My ex-boyfriend is threatening to subpoena me so I can testify on his behalf in his divorce case. During the year we were together (his divorce was in the process the whole time), I witnessed his attempts to contact his ex-wife about the divorce proceedings; she never returned his calls or came to the telephone to speak with him. Apparently, his attempts are an important factor in his case, and as a witness, my testimony would be corroborative. However, I don't particularly like this man anymore. He's treated me badly, upset me greatly, ruined any chance of us remaining friends, and I just don't want to help him. Also, he asked me (while we were together) to lie to his lawyer and say I delivered papers to his wife that I, in fact, did not deliver. I did this for him then because I wanted to help. Now, I don't want to help, and I don't really want to have a judge find out I lied under oath to the lawyer! I asked my ex if he really wanted to chance the fact that his wife's lawyer doesn't know about my lie? If it comes out in court, my testimony won't be worth much anyway, will it? Plus, I just plain DON'T WANT TO DO IT. I'm through with him, don't have the time, and sure don't want to have to back his sorry self up in court. A subpoena is a subpoena, and if I get called, I have to go. Or do I? Is there any way out of this situation, other than threatening him that I'll leak information to the other side (something I've decided I DON'T want to do)? I'm not a monster; I just don't want to be involved any more either with him or his business.

--Opposed to Being In Court


Dear Opposed,

Please be advised that the Breakup Girl Legal Department has given me the following legal advice: "Do not give her legal advice." Anything I say here is not legal advice, and is not intended to be taken as such.*

That disclaimed, let's take this matter to Breakup Court.
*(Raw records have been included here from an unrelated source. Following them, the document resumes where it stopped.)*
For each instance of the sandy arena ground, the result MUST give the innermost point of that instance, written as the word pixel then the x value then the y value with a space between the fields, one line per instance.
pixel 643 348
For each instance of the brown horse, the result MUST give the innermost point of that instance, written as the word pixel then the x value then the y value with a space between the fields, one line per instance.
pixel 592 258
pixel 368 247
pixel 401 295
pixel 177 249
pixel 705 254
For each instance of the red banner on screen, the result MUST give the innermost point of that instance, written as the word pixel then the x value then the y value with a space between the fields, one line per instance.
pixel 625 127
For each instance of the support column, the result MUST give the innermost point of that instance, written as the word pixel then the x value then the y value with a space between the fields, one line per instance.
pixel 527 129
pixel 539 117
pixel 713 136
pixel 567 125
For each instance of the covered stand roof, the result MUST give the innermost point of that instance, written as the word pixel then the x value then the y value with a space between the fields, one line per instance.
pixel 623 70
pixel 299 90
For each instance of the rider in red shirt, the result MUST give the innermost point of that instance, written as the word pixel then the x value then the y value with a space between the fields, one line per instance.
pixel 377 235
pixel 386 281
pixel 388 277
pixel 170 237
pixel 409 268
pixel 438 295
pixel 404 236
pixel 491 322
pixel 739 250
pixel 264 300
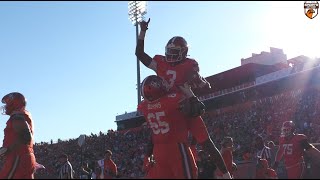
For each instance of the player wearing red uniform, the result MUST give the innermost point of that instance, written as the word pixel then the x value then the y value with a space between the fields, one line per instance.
pixel 291 148
pixel 168 118
pixel 178 71
pixel 17 145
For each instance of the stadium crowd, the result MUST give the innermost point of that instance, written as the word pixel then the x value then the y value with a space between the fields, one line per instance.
pixel 243 122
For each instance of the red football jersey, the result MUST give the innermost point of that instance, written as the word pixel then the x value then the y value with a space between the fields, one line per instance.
pixel 291 149
pixel 168 124
pixel 175 75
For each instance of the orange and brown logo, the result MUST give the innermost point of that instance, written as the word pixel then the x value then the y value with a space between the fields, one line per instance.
pixel 311 9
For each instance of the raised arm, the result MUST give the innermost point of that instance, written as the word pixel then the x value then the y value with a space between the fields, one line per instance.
pixel 141 55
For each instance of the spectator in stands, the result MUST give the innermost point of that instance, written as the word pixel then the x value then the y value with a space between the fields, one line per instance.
pixel 263 171
pixel 262 151
pixel 206 167
pixel 227 154
pixel 110 168
pixel 273 151
pixel 17 148
pixel 86 171
pixel 66 170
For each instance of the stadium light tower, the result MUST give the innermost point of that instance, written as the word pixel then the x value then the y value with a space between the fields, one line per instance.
pixel 137 10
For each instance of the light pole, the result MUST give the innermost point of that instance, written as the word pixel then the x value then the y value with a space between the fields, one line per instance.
pixel 137 10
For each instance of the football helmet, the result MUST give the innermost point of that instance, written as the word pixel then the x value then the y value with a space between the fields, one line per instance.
pixel 176 49
pixel 153 88
pixel 288 128
pixel 13 102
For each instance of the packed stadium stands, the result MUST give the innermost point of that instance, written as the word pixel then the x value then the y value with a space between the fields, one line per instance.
pixel 256 102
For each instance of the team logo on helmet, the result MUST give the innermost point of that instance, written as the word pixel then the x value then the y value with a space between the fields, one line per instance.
pixel 311 9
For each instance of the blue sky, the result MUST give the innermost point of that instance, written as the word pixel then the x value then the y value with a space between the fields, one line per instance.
pixel 75 62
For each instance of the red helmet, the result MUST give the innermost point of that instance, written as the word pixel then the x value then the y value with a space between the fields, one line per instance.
pixel 13 102
pixel 287 128
pixel 176 49
pixel 153 88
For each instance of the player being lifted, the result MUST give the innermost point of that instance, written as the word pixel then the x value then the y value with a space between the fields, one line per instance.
pixel 178 71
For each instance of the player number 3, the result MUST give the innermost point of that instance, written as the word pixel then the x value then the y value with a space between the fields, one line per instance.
pixel 158 125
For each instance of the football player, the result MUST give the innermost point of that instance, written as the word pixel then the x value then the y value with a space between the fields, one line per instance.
pixel 177 71
pixel 17 146
pixel 291 148
pixel 168 118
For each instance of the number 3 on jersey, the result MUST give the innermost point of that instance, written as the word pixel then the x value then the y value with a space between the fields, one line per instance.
pixel 173 78
pixel 158 125
pixel 287 148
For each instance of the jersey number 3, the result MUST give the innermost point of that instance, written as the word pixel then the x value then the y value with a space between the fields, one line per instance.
pixel 157 125
pixel 287 148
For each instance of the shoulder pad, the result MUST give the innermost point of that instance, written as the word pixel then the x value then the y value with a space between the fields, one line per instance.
pixel 159 57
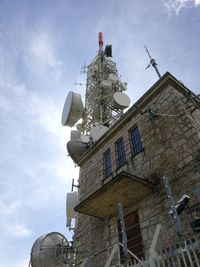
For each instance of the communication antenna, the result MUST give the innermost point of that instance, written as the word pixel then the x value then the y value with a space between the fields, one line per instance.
pixel 51 250
pixel 84 68
pixel 152 62
pixel 105 102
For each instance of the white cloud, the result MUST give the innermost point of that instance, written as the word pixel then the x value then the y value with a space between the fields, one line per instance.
pixel 17 230
pixel 8 208
pixel 176 5
pixel 42 47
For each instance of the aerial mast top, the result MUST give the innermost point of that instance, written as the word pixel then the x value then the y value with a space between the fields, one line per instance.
pixel 152 62
pixel 100 40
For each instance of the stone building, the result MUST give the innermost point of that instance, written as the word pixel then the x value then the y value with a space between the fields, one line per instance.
pixel 158 136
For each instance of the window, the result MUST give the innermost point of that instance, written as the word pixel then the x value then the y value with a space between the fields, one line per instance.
pixel 136 140
pixel 107 164
pixel 121 157
pixel 133 233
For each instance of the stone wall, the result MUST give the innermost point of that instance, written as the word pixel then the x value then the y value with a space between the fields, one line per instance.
pixel 171 144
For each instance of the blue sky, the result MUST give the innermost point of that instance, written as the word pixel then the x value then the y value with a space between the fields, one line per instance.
pixel 43 45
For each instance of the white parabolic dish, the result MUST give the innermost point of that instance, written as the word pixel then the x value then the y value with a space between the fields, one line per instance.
pixel 106 83
pixel 46 250
pixel 72 110
pixel 121 100
pixel 97 132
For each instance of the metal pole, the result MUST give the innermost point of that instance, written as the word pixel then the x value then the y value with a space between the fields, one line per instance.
pixel 172 206
pixel 123 230
pixel 89 245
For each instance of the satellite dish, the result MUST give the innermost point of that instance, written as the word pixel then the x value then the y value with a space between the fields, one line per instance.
pixel 113 78
pixel 106 83
pixel 72 110
pixel 97 132
pixel 76 148
pixel 123 86
pixel 75 135
pixel 121 100
pixel 71 202
pixel 47 251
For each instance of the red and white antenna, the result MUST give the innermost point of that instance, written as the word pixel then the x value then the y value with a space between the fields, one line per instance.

First of all, it's not clear what, if any, statements you might have made to a lawyer while actually "under oath." Not all statements are sworn. Then again -- whether or not you asked God to "so help" you first -- not all lies to lawyers intended to "help" someone are an excellent idea. But no matter what really happened, let me keep this vague and simply agree that your testimony is hardly likely to help him. You might remind him of -- not threaten him with -- this again. And you might remind yourself for next time of this IMPORTANT BREAKUP GIRL MAXIM: people ending marriages do not speak any sort of consistent, meaningful language to the people they're seeing while they're doing so. Nefarious or not, they just don't. Their story changes constantly, and so, thus, does your role in it. I don't mean to berate you after the fact, nor to imply that the subpoena is some sort of punishment. But this being-asked-to-lie thing -- and doing it -- well, it "goes to character." Don't let this stand as precedent. Next time, please be more than an accessory.

Love,
Breakup Girl

* Except maybe this: if you sense a subpoena -- or, eek, a perjury charge -- looming, you really should hire a lawyer yourself. And tell her the truth.